Le créateur de l’Institut, Robert Ettinger, est l’un des précurseurs de la cryogénisation. Il en pose les premiers fondements en 1962 avec son ouvrage The Prospect of Immortality. Aujourd’hui, Cryonics Institute se targue sur son site d’avoir sans ses rangs plus de 1 000 membres dans des dizaines de pays, incluant 117 patients cryoconservés dans l’établissement du Michigan. Outre Cryonics Institute, deux autres entreprises proposent ces services, toujours aux Etats-Unis : il s’agit de Alcor LEF et de la Cryonics Society of California.
Une partie de la théorie de la cryonie repose sur le concept de mort informationnelle, qui se différencie de la mort clinique et la mort légale. La mort informationnelle se définit comme la fin de l’ensemble des informations constituant un individu. Selon les adeptes de la cryogénisation, il est possible de faire revivre une personne tant qu’elle n’est pas advenue.
Comment se déroule une cryogénisation ?
Ce processus advient une fois le décès prononcé par un médecin. Le corps doit alors être préparé rapidement pour le transport jusqu’à un centre de cryogénisation.
La circulation sanguine et la ventilation des poumons doivent impérativement être maintenues pour conserver la viabilité du cerveau. Puis, une solution de préservation est injectée dans le sang, le remplaçant par une sorte d’antigel pour éviter sa coagulation.
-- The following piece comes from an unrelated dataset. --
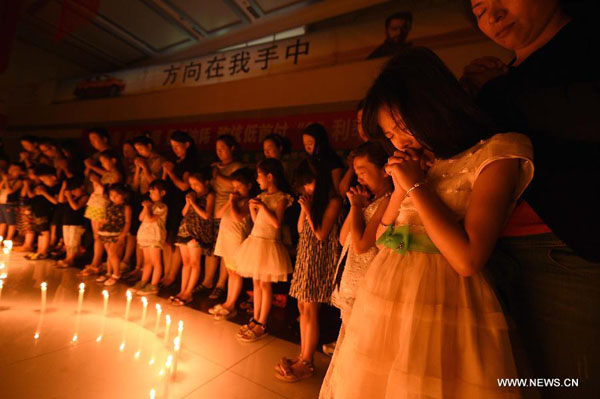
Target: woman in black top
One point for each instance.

Le corps est ensuite progressivement refroidi jusqu’à -196° C et est plongé la tête en bas, dans une cuve de conservation d’azote liquide, d’une température de -196°C également. Les corps, que les spécialistes préfèrent désigner par le mot “patients”, peuvent y être conservés pendant des siècles.
Un procédé flou et mis de côté par la loi française
Pas de garantie de succès, beaucoup d’espoir et d’argent dépensé. “L’offre commerciale est uniquement basée sur l’espoir d’un futur où la technologie et la médecine auront fait des progrès suffisants pour « ranimer » les corps. D’ailleurs les trois sociétés de cryogénisation l’assument. Sur son site Web, Alcor affirme que le procédé a ainsi « de bonnes chances de fonctionner » tout en soulignant les limites.” explique un article de L’Express publié en 2016.
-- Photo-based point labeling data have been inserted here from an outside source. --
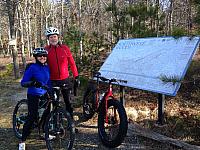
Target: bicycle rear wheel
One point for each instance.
(20, 114)
(113, 130)
(89, 100)
(59, 130)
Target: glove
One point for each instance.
(36, 84)
(77, 81)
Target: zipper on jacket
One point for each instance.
(57, 63)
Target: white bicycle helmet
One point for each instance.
(51, 31)
(39, 51)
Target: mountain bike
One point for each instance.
(112, 118)
(58, 126)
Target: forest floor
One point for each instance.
(181, 123)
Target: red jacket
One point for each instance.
(59, 57)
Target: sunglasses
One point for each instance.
(44, 55)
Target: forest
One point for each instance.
(91, 28)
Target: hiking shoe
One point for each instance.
(21, 146)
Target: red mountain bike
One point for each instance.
(112, 118)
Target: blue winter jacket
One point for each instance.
(40, 73)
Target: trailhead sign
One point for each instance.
(143, 61)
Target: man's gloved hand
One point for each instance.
(36, 84)
(77, 81)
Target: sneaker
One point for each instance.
(21, 146)
(51, 137)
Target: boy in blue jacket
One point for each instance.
(35, 76)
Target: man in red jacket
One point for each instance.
(59, 58)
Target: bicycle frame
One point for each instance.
(105, 98)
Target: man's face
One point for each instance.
(53, 39)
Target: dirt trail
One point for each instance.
(87, 138)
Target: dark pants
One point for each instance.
(65, 92)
Au même titre qu’un traitement expérimental, rien ne garantit que ce procédé fonctionnera et j’aimerais rappeler que les candidats à la cryogénisation en sont bien conscients lors de la signature
Stéphane Beauregard, l’un des directeurs de Cryonics Institute, toujours à L’Express.
Est-il possible de se faire cryogéniser en France ?
Bien que la loi du 15 novembre 1887 donne le droit à chacun d’organiser comme il le souhaite ses propres funérailles, seules l’inhumation, l’incinération ou le don du corps à la science sont autorisés. La cryogénisation est interdite, notamment depuis l’affaire du docteur Martinot dans les années 1980. Ce médecin avait congelé le corps de sa compagne puis l’avait placé dans un caisson réfrigéré à -80 °C, conçu sur mesure et installé dans sa propriété.
“La question, qui avait fait grand débat à l’époque, était de savoir si la cryogénisation était un mode de sépulture légal ou illégal, sachant que la liberté des personnes de choisir leur mode de sépulture est protégée par l’article 9 de la Convention européenne des droits de l’homme (liberté de pensée). Au terme de nombreuses péripéties judiciaires, la validité juridique du procédé avait été définitivement contestée par le Conseil d’État.
Ouest-France
Il est pour autant possible de se faire cryogéniser en se rendant aux États-Unis et sans opposition de la part de sa famille. « Des francais(e)s » sont d’ailleurs inscrits sur les listes de Cryonics Institute, confie son président à L’Express.
75 000 euros pour la tête, 188 000 pour le corps entier, telle est la somme à débourser si vous souhaitez vous faire cryogéniser chez Alcor. Cryonics Institute propose, quant à lui, des prix plus attractifs : entre 26 000 et 33 000 euros et ne propose que des offres pour le corps entier. De quoi refroidir soudainement toute envie d’y avoir recours.